Pug Cafes, Bamboo Forests, and Hot Springs in Kyoto and Hakone

Since we had that train pass for the bullet train during out entire stay in Japan, we decided to take advantage of it and use it for a couple trips outside of Tokyo.

The first place we went to was Kyoto and we stayed there for a total of about two days because the train ride there shaved a couple hours off a day for us. The winsome hostel we stayed at was actually a traditional wooden Japanese home that was about 100 years old and it was in great shape. It was called the Hostel Haruya Kyoto. It was the perfect location since it was quite close to the train station and it was in the middle of a narrow alleyway that consisted of many food shops. The front desk people were some of the nicest people I’ve ever encountered. They were sure to give us a grand tour of the place and they were helpful in every way. They often sat down with us to ask us about our plans and would even help map out everything to ensure that we had time to see all the things we wanted to. The bathrooms were outside which was hard since it was painfully cold outside in the mornings but we powered through. It was in a quiet area too which was good because I was always exhausted after our days in Kyoto.  Here is some more information on the hostel in case anyone was interested. image1image2image3

I was determined to see the unique pug cafe in Kyoto and thankfully I was able to reserve it for an hour or so at the Dog Salon Living Room Cafe. Although I’m someone who is allergic to all kinds of dogs, I wanted to live life on the edge and see those cuties anyways (I did later break out on my arm and ended up sneezing for the rest of the day but it was worth it) because I wasn’t too keen on seeing owl cafes or cat cafes. I heard great reviews about it from friends and from online blogs so I wanted to see it for myself. It was quite adorable and there were 11 of them in total. The owners of the pugs were really sweet and offered us some sweets along with tea. In addition to this, we were given a family tree that showed us the ages and genders of these dogs. We even got a pug calendar for free at the end of our visit! Be sure to make reservations for it if you’re interested.
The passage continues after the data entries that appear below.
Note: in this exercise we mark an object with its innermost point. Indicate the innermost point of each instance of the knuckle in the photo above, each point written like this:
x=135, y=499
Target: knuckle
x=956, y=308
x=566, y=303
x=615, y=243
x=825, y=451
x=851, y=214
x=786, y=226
The red towered shrine was an attraction that I had heard so much about so we went to find it during our first day in Kyoto. It’s also known as the Fushimi Inari Shrine and it was incredible. It was in enthralling to walk through the paths but it was a bit hard capture it all at once because numerous tourists surrounded us with their phones and cameras. I wished I could have decoded all the characters on the poles since they all had something written on them. The bold red color of the entire shrine was stunning and it was my favorite part of Kyoto.


Another precious attraction that we could not miss was the golden pavilion that is known as Kinkaku-Ji. I’ve never seen anything quite like it and the reflection of it in the pond water was stunning. There was an obnoxious amount of tourists everywhere but it certainly didn’t take away from the beauty of it all. It’s opened everyday from 9am to 5pm and there is a small admission fee of 400 yen.
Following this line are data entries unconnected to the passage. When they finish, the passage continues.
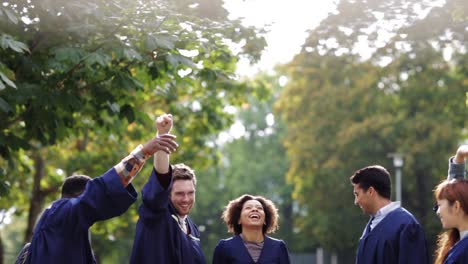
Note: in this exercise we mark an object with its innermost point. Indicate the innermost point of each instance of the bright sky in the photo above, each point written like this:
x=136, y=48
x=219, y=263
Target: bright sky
x=289, y=21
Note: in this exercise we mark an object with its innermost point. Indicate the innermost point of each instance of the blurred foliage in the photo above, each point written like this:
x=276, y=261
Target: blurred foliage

Other things we did in Kyoto consisted of the Nishiki Market that had an endless array of foods and Gion which is known to have wandering geishas if you’re lucky enough to catch them late at night. The market has everything you need from souvenirs to local street food to local sake. It’s worth it to get lost there for an hour or so because you may eventually wander into an area that has clothing shops. My friend and I wandered around Gion to search for dessert and we stumbled upon the Kamo River along with countless restaurants and teahouses. This area is known for geishas but we didn’t see any while we were there walking about. Another thing that became my one of my favorites (other than the Fushimi Inari Shrine) was the Arashiyama Bamboo Forest. 
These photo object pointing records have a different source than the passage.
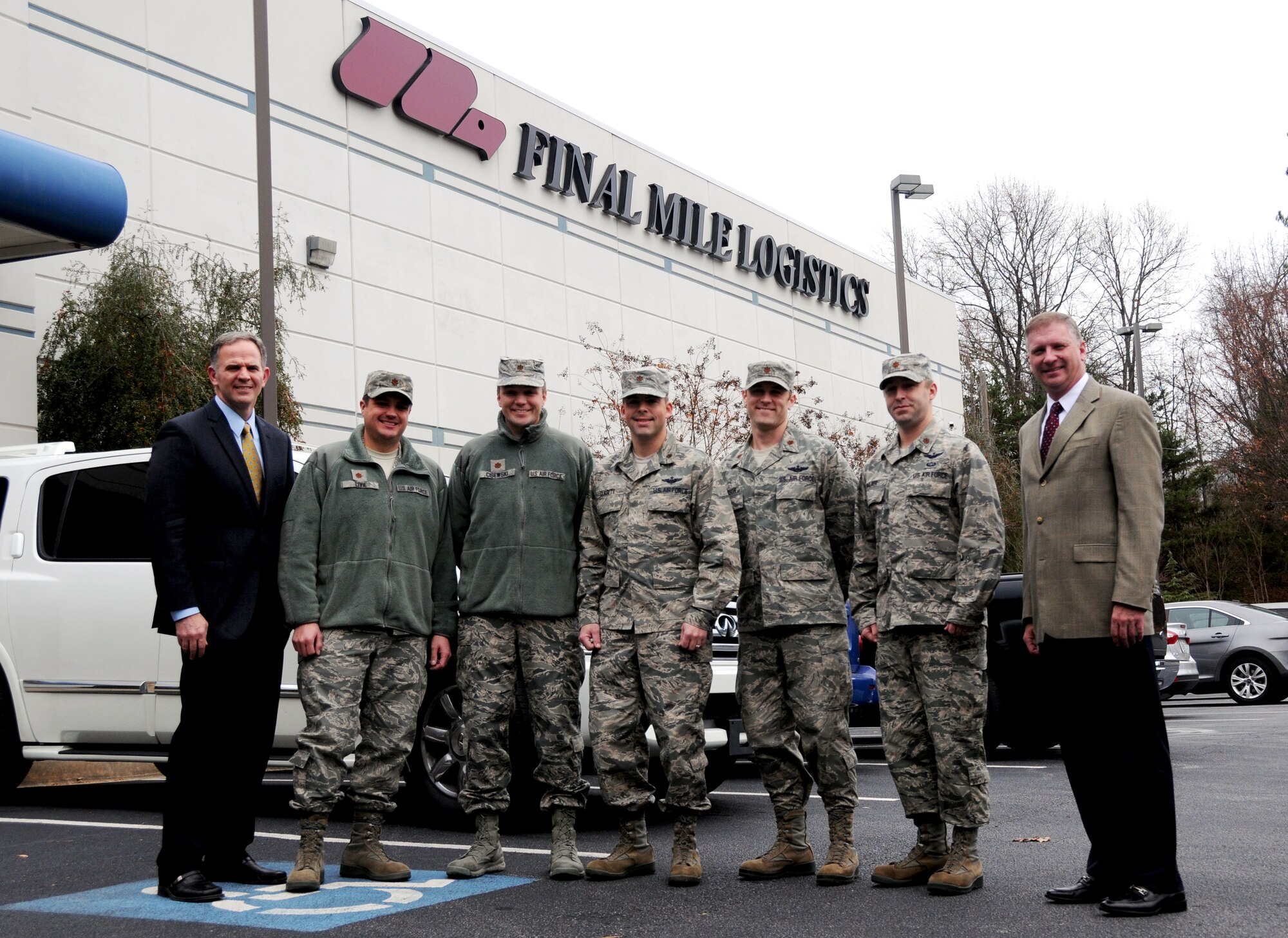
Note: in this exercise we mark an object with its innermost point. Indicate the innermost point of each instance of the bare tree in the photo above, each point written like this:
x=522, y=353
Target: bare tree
x=1007, y=253
x=709, y=410
x=1138, y=265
After Kyoto, we decided to go to Hakone for a quick day trip but we didn’t realize how much time it would take for the train and what not. We ended up getting there around 1-2 pm but by that time, many of the tour guides told us that businesses closed around 5 pm so we’d need to go somewhere that was quite close and easy to get to. It was disappointing to hear because had we known that shops closed at 5, we would have started the day much earlier. The only thing we had time to do was go to this naked hot spring that was located in a fancy hotel. This was unknown to me, but Hakone is actually known for onsens which are hot springs. This was called the Tenzen Tohji-kyo Hot Springs and it cost about 1300 yen to get in. It’s more popular among the locals than it is for tourists but that makes the experience even better in my opinion. I wasn’t able to take my smartphone anywhere so I didn’t get quality photos of the experience but it was a great way to unwind for a few hours. They had various pools of water that varied in temperature and they had a sauna room. A shower was provided which allowed you to clean yourself up a bit before getting in the pools. They had lockers and areas where you could reapply your makeup afterwards. Hairdryers and towels were also present which made this place seem insanely professional and sanitary. Not to mention it felt great to finally feel warm in Japan!